I can't tell you how many people have looked at me like the villiage idiot when I tell them I'm ready for ice!! BRING IT ON!!!!!!!!!!!

Sid


----------



## zx10r2004 (Sep 24, 2005)

William H Bonney said:


> I was hoping to get some pics like this,, except with more ice and without my neighbors' "eye-sore/garage". (she is a hot single mom though)


maybe you should have 2 seats in that shanty instead of one  :lol:


----------



## bucknduck (Nov 7, 2003)

Here are a couple of ice fishing photos. I actually had one of my ice fishing rods out in the canoe last weekend. Worked out nice and good practice for the upcoming ice fishing season. No problems finding ice last season, just had to drive about 45mins instead of my normal 10 minutes to the bay. 
This was from one of the trips where my 3 year old at the time was teaching my wife how to catch fish through the ice.


----------



## Ferris_StateHunter (Apr 24, 2006)

here was my highlight for the year! Both on the same day and a few others the day after that... but no pictures of them


----------



## Chawazz (Jun 25, 2006)

unusual

sorry the photo doesn't appear. Still trying to figure this out. Read the stickys at the Photo site. Still not there.
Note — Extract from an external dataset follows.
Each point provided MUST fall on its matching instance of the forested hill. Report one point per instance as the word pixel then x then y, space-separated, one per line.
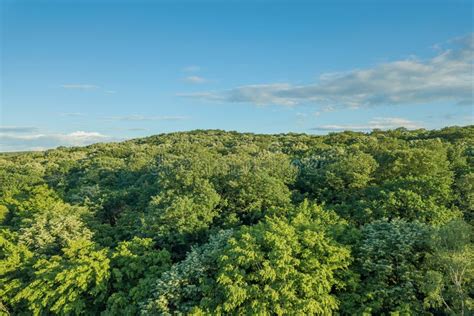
pixel 213 222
Maybe next time.

is this the one?


----------



## GoneFishin (Jan 11, 2001)

Here's a few from Fletcher's:

Here's Blue with his "Beer Fish"












Some of the perch we caught that day:












Some nice panfish caught on a Lake in Ogemaw Co.












Nice Crappie caught outta the Lake my cabin is on:


----------



## Chawazz (Jun 25, 2006)

came up on a minnow in 13 fow


----------



## MrBluegill (Dec 8, 2005)

thats funny that you put that pic up because my frend once caught a craw dad ice fishing and we all said you will never do that again and he did it the next day again:lol: 



Chawazz said:


> came up on a minnow in 13 fow


----------